Aksyonov argues exactly the opposite. For him, "If America was unified along Soviet or Iranian lines, it would no longer be America. It must therefore instill in its population a passionate desire to defend its multiplicity, its ferment, its intellectual and aesthetic waverings." He doesn't mince words in his conclusion:

Let me call a spade a spade: the anti-Americans of this world—Gabriel García Márquez included—are enemies of freedom and friends of a global concentration camp. The paradox of it all is that to remain what it is America must defend even its own anti-Americans.

Another "paradox of it all" (I would add) is that the first of the sentences quoted above has a rather right-wingish ring to it, while the second would probably be criticized as too liberal, if not leftist, by a good half of Aksyonov's fellow Eastern European exiles. Aksyonov's book should be compared with Solzhenitsyn's famous Harvard speech, or with Zinoviev's Homo Sovieticus. Their differences aside, Solzhenitsyn and Zinoviev share the notion that the very premises of democracy are the cause of its ultimate weakness, its ineffectuality in the struggle against totalitarianism. Aksyonov, by contrast, represents a position far more akin to Western values, far more supportive of them.

Which comes as no surprise, if you consider his background.

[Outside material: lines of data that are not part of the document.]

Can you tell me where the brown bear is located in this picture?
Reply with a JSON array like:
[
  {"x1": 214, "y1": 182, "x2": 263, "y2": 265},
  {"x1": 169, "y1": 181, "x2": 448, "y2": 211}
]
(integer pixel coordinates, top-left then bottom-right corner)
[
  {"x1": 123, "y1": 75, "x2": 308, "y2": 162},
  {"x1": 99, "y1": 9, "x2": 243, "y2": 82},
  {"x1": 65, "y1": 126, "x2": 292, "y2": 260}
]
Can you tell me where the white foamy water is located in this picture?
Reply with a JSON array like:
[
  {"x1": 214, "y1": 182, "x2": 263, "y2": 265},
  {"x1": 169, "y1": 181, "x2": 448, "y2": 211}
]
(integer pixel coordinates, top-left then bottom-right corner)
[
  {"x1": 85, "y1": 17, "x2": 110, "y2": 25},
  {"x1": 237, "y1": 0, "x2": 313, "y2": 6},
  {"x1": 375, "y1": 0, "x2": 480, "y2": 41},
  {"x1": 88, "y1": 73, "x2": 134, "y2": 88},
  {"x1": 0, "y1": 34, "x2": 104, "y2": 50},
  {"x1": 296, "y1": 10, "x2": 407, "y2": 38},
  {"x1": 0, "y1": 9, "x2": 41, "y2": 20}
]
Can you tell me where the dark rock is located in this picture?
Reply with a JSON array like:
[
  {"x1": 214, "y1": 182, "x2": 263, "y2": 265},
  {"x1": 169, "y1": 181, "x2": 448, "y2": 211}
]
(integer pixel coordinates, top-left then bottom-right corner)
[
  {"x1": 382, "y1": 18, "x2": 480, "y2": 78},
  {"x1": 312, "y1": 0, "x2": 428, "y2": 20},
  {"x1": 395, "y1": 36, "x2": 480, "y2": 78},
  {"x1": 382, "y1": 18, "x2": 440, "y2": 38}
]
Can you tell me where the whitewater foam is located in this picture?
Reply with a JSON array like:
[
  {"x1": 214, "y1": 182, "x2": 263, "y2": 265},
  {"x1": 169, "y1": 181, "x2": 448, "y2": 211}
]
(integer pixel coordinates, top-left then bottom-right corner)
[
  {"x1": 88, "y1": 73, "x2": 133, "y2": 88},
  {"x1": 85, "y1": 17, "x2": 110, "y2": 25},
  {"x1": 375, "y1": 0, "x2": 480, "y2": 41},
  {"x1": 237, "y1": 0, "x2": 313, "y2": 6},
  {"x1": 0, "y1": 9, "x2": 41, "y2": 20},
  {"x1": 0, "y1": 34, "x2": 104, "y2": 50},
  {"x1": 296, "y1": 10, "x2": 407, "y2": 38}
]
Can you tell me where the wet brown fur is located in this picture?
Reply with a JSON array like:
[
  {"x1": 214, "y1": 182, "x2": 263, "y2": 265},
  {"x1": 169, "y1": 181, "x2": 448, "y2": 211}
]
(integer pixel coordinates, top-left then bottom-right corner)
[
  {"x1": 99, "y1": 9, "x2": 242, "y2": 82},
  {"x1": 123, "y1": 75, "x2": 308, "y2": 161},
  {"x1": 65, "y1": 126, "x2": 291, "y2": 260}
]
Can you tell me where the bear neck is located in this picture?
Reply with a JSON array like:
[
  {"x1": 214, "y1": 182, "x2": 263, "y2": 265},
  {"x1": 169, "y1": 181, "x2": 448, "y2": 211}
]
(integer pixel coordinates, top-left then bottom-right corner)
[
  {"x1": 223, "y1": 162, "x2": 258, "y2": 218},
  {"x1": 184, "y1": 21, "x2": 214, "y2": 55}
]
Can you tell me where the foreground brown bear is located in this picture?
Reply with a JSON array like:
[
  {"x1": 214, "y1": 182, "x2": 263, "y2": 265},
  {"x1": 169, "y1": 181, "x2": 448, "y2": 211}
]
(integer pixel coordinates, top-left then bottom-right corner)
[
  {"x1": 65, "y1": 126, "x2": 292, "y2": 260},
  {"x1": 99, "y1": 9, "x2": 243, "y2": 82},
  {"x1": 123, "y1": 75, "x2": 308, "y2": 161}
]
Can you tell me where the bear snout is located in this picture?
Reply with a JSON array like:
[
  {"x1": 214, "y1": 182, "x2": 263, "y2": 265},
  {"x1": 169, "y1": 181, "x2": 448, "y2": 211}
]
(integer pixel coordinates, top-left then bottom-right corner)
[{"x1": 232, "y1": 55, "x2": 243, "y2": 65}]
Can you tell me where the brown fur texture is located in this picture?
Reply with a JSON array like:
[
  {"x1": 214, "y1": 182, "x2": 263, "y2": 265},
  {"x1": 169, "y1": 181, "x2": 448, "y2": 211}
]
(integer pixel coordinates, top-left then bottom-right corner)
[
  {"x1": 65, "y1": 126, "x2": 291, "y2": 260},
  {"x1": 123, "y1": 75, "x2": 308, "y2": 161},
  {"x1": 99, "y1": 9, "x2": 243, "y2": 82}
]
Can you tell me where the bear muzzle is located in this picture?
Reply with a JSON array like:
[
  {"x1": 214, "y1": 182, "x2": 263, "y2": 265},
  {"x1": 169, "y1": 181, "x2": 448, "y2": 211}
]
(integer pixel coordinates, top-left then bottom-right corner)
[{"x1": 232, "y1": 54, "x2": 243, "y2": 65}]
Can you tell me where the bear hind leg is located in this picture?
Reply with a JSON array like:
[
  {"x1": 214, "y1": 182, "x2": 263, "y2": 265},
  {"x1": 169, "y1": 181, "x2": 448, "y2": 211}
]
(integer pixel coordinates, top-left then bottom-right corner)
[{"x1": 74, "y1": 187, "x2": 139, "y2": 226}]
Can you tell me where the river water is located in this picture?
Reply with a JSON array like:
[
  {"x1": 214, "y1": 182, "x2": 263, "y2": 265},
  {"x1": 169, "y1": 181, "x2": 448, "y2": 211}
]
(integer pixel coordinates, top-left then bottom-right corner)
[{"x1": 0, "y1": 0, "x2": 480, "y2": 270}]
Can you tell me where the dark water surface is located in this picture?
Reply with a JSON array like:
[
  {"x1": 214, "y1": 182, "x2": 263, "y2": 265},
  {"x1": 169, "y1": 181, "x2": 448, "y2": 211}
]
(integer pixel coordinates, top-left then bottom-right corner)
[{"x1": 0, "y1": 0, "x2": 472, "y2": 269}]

His youthful cult of America in the Moscow of the '50s—when, as he notes, jazz was America's secret weapon, and the pro-Western stateniks emerged as the first Soviet dissidents—seems to lead directly into his present situation as a Russian writer who makes his home in Washington, D.C. To return to Pnin, there is a scene in which the hero says in his funny accent: "In two-three years I will also be taken for an American," and every American present roars with laughter. When Aksyonov declares in his final chapter: "Now I am … almost an American myself," we are compelled to take his words, accent or no accent, at face value—and, at the same time, to hope that he will never give up that "almost," which, for both the writer and his readers, makes all the difference.